CANADA TOUR 2008

Dans les longues avenues d'Ottawa, je parcourre les trottoirs enneigés en ce début d'hiver. Col relevé et écharpe enroulée autour du cou, je me calfeutre comme je peux en ma marche glacée...

Voilà enfin un moment pour moi, un moment à me consacrer à ma solitude au glacial vent de cette ville où je joue ce soir. Quelques heures loin du tumulte de mes amis anglais, musiciens avec qui je voyage lors de cette tournée, loin des rires et des repas, des rencontres avec des inconnus qui me font griffouiller mon nom à la fin des concerts sur des posters colorés. Quelques instants loin des décibels et des soleils éblouissants mais factices. Quelques précieux moments où je vais où je veux, en pensées comme en pas, pour me promener un peu, seul, dans ces rues inconnues, sous le crachin neigeux de cette fin de jour.

La ville se congèle. Mes pas se rapetissent. Je regarde la neige qui crisse sous mes pieds. Je repense à ces journées, à ces nuits de musique dans le froid canadien. La tournée se termine bientôt. Il va nous falloir rentrer, en notre moîte Europe, là où l'air est plus doux, les trottoirs moins blancs. Là où la vie va reprendre son cours quotidien, loin des horizons étranges qui motivent mes marches.

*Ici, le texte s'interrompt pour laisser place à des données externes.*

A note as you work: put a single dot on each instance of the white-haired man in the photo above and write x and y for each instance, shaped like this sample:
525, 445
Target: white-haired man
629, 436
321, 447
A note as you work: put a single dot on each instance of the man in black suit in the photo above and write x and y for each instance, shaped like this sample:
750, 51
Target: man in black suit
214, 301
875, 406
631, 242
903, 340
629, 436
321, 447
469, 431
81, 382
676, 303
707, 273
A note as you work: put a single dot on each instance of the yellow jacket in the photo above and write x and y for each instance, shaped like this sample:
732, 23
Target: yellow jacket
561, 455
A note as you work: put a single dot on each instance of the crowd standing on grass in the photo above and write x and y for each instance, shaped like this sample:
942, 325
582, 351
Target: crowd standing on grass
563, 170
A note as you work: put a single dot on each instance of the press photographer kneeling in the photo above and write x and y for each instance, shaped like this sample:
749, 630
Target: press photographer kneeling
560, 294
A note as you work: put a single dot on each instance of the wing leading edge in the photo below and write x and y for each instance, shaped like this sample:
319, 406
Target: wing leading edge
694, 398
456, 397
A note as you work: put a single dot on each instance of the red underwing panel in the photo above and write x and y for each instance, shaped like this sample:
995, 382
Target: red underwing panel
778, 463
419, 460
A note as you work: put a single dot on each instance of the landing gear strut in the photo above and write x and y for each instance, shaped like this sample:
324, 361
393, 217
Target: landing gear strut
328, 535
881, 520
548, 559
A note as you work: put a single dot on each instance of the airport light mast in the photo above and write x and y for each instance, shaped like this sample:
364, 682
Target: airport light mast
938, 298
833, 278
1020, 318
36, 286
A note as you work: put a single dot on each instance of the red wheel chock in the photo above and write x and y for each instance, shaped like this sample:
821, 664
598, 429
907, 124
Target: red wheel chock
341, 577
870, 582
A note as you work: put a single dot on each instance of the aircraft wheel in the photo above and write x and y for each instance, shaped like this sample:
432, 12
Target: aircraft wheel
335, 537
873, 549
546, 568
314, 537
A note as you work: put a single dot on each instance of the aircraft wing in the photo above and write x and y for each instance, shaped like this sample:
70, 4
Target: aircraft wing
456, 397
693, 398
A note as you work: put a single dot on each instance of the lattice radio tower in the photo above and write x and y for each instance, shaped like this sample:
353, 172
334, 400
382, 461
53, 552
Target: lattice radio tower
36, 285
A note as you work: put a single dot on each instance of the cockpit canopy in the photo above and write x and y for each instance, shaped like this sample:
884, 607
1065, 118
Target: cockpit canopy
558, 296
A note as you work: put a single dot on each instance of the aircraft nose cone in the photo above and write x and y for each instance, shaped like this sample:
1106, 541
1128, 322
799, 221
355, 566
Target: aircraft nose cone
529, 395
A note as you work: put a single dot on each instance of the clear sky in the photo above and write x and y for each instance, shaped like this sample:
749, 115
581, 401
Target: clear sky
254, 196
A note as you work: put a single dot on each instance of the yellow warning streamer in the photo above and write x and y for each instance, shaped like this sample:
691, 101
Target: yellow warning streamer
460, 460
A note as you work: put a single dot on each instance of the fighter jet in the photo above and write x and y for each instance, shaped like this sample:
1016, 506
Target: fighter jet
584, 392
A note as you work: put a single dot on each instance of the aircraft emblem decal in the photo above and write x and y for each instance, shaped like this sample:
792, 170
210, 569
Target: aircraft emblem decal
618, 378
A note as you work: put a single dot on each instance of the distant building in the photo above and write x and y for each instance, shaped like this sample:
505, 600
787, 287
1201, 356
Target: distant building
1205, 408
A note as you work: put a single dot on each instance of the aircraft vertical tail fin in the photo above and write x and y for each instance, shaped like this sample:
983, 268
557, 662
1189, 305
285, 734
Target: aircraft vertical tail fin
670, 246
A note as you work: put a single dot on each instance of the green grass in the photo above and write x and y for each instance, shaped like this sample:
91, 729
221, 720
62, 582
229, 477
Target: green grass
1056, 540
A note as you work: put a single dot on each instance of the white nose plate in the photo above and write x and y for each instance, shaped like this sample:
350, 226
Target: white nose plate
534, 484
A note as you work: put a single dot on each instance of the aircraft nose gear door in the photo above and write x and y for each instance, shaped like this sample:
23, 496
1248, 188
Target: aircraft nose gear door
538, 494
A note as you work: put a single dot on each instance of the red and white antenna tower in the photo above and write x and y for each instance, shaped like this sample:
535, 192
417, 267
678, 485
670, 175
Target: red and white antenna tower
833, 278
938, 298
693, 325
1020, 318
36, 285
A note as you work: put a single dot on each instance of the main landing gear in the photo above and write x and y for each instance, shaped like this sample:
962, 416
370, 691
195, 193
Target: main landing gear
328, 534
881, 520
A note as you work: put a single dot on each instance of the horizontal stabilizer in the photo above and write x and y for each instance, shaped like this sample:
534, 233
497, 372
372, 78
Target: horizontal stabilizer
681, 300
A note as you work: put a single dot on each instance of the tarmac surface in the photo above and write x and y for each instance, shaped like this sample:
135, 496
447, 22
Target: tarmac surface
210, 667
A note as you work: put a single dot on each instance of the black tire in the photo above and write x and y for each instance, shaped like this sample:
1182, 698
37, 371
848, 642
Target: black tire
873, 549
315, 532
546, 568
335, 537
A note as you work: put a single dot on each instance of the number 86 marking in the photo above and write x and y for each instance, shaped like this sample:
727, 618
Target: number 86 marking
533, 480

Je repenserai alors à ces rues claires de neige et parfois de soleil... à ces journées de routes défilantes entre deux villes, à ces repas dans ces restos de hasard sur la route, ces clubs de fin de soirées où coule la bière pour délasser le stress et la fatigue... à ces nuits de musique et à ces milliers de visages, chaque soir, qui me souriaient... mes saxophones dorés scintillants des lumières colorées de la scène... A mes copains du groupe, leurs blagues de potaches, nos batailles de boules de neige nocturnes, grands enfants qui jouent... qui jouent de la musique aussi...  Je comprends d'ailleurs mieux le terme "jouer" à présent... Je suis un "joueur" de saxophone, voilà tout. Je passe ma vie à jouer, insouciant, à rêver sans jamais trop penser aux lendemains... à faire mon chemin le nez au vent... sans autre ambition que de me sentir vivant... que de capter des instants de joie et de douceur, immortaliser des moments avec mon Nikon tout comme avec mon coeur. Je ne sais rien construire, je ne fais que planer aux brises du destin. Est-ce bien? Est-ce mal? Je ne le sais toujours pas. Mais tout cela me semble si irréel...

Voyages au gré des chances proposées... dont il ne reste rien, sinon quelques images et quelques souvenirs. Ephémères instants comme le sont les notes de musique que je pousse toujours, qui résonnent un peu, et puis disparaîssent à jamais quand la salle se rallume.